Multimodal Visual Acuity Testing with Speech and Touch Panel

Avatar for Rong TONG
Rong TONG    
Assistant Professor

Read More 

In this project, the team developed a novel automated visual acuity testing system that enables users to interact using natural speech. The system employs a multimodal approach, integrating both speech and image recognition to enhance efficiency and user experience.

Problem statement:

Visual acuity (VA) testing often serves as the initial step in eye clinic workflows. Since this process is typically repeated at each patient visit, the traditional one-on-one approach can become a bottleneck in clinical operations.

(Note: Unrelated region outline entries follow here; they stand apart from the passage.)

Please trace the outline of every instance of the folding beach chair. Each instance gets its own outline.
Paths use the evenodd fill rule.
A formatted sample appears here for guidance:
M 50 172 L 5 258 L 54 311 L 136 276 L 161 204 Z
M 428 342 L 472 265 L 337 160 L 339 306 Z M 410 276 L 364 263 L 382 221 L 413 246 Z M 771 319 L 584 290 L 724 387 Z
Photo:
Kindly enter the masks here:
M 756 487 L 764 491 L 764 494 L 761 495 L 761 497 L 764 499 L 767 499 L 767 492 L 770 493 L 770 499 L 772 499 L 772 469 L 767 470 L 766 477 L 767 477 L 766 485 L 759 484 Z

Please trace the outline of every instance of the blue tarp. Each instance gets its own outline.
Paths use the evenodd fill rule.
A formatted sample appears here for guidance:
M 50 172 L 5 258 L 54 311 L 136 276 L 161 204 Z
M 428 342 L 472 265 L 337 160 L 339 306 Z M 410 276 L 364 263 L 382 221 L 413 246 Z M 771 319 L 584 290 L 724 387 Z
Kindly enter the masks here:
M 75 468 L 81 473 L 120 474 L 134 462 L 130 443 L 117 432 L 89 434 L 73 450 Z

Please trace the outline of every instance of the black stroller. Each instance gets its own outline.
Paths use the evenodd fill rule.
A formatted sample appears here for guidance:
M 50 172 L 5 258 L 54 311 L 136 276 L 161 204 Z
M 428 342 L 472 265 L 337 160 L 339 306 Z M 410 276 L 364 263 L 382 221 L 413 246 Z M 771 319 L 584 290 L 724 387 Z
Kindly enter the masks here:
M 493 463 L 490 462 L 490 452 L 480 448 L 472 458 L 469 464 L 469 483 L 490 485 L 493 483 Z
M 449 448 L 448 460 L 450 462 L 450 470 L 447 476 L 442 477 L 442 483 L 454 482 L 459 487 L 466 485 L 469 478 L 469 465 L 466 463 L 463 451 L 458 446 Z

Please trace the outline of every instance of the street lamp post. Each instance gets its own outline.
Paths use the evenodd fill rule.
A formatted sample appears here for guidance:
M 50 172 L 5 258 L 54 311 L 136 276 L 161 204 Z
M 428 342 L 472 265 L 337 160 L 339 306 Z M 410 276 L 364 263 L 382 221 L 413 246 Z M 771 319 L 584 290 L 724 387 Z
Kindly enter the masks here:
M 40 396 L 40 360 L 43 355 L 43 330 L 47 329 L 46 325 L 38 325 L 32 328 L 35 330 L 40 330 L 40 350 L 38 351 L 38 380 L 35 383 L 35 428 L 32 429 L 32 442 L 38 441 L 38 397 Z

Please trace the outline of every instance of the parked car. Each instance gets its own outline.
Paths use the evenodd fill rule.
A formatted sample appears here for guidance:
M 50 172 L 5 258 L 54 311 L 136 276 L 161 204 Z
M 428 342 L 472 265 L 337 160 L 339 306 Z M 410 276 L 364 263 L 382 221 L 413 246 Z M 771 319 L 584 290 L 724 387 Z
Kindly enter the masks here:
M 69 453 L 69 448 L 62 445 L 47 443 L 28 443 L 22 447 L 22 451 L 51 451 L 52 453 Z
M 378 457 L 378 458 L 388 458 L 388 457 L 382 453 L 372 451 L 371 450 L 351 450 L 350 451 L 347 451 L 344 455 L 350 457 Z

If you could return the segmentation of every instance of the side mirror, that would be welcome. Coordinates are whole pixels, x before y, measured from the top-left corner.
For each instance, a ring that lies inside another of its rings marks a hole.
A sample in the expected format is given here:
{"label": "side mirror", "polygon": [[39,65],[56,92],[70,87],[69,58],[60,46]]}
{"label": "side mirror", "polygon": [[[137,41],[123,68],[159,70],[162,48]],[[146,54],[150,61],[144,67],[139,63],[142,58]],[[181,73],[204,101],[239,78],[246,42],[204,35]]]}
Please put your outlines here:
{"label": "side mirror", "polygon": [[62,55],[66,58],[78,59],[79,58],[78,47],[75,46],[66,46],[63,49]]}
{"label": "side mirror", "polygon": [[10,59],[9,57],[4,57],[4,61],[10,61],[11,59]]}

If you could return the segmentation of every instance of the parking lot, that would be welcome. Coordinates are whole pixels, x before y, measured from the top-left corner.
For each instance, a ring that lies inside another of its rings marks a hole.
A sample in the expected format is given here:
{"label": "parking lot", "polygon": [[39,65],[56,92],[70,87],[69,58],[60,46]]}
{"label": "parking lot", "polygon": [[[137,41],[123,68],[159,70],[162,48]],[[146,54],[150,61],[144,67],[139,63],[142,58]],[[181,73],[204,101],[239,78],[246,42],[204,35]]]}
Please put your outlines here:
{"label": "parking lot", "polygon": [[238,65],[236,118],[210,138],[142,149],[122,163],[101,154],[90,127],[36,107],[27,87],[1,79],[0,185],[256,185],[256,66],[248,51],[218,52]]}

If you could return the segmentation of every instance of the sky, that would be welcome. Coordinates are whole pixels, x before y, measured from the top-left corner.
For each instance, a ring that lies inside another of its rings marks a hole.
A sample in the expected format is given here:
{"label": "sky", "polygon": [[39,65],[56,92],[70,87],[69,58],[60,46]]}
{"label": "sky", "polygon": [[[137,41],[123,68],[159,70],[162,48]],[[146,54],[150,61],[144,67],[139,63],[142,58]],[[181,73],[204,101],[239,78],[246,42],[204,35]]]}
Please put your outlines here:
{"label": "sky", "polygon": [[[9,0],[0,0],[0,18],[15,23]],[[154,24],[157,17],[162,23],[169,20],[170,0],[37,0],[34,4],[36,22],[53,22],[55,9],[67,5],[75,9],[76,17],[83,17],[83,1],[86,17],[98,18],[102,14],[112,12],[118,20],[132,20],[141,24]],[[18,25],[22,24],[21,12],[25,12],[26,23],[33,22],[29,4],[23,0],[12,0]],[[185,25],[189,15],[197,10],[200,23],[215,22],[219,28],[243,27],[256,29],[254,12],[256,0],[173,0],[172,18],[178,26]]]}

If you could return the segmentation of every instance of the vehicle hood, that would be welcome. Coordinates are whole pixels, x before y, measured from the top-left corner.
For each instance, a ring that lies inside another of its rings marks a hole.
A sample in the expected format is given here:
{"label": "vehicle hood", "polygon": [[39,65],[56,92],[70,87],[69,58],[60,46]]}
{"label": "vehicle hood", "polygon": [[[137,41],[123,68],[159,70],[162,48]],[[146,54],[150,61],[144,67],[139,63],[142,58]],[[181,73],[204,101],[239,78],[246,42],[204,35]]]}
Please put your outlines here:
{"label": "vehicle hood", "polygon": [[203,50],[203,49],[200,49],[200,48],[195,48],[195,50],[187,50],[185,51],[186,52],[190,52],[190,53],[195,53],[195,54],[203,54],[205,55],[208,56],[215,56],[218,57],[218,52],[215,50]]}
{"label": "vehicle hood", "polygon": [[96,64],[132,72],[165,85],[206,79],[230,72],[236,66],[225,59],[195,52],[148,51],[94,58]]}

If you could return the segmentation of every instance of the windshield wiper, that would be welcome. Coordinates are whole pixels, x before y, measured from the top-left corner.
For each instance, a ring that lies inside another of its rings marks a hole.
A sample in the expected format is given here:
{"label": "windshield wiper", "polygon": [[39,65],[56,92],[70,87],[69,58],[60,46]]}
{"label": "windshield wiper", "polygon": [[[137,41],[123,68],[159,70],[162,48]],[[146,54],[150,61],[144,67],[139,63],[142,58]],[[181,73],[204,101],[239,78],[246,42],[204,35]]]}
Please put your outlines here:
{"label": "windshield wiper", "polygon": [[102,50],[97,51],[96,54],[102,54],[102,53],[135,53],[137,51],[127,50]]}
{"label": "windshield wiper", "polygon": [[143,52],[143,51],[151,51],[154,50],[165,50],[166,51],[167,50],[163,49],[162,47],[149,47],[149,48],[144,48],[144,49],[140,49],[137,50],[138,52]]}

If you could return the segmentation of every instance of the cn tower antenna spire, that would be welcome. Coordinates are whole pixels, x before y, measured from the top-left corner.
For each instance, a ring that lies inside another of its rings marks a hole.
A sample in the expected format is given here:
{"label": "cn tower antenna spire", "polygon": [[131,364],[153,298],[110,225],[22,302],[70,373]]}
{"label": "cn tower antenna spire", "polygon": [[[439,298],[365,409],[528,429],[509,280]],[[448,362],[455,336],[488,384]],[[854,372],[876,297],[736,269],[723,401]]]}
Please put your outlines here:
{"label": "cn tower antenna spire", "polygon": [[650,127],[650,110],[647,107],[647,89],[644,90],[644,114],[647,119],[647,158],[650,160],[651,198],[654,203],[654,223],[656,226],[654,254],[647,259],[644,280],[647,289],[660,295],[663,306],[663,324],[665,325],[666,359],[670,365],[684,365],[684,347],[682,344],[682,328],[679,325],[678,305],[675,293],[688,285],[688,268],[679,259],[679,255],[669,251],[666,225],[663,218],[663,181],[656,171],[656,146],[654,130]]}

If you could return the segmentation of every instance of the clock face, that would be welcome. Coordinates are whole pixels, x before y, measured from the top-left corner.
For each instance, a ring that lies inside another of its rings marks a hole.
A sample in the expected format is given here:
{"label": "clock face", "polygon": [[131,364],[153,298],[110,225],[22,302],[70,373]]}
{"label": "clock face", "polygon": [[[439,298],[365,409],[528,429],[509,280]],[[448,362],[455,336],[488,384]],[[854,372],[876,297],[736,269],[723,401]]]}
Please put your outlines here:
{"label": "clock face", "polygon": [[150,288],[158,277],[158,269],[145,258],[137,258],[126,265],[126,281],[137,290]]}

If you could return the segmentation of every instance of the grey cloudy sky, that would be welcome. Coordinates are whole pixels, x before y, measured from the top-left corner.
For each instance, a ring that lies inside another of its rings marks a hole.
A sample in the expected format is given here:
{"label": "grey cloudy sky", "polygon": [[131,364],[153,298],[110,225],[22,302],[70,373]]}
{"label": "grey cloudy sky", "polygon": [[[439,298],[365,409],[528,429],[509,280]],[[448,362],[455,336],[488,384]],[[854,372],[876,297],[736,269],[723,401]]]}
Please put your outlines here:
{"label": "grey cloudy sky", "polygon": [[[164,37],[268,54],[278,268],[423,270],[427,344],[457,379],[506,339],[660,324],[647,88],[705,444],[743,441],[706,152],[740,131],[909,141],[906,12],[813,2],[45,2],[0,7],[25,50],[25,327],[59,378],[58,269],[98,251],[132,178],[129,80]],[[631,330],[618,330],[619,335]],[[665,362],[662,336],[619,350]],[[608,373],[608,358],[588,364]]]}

Solution and Notable Contribution:

The team addressed the following three key aspects:

  • Fine-tuning the ASR model to accurately characterise the Singaporean accent.
  • Implementing noise cancellation and target speaker identification to handle noisy clinical environments.
  • Developing a multimodal solution to effectively address the issue of cross-talk.

 

Publications:

Boon Peng Yap, Michael Kok Liang Tan, Zhenghao Li, Rong Tong, Speech Enabled Visual Acuity Test, Interspeech 2024

Akshita Abrol, Ridwan Arefeen, Kelvin Zhenghao Li, Zhengkui Wang, Rong Tong, Real-Time Speech Recognition for Noisy Multi-Speaker Clinical Environments, to appear in IALP 2025


 

 

Flowchart of an automated speech assessment pipeline. It shows an audio input with noise being processed through speech separation and target talker identification modules, followed by a fine-tuned ASR module and an automated scoring module to produce a final score.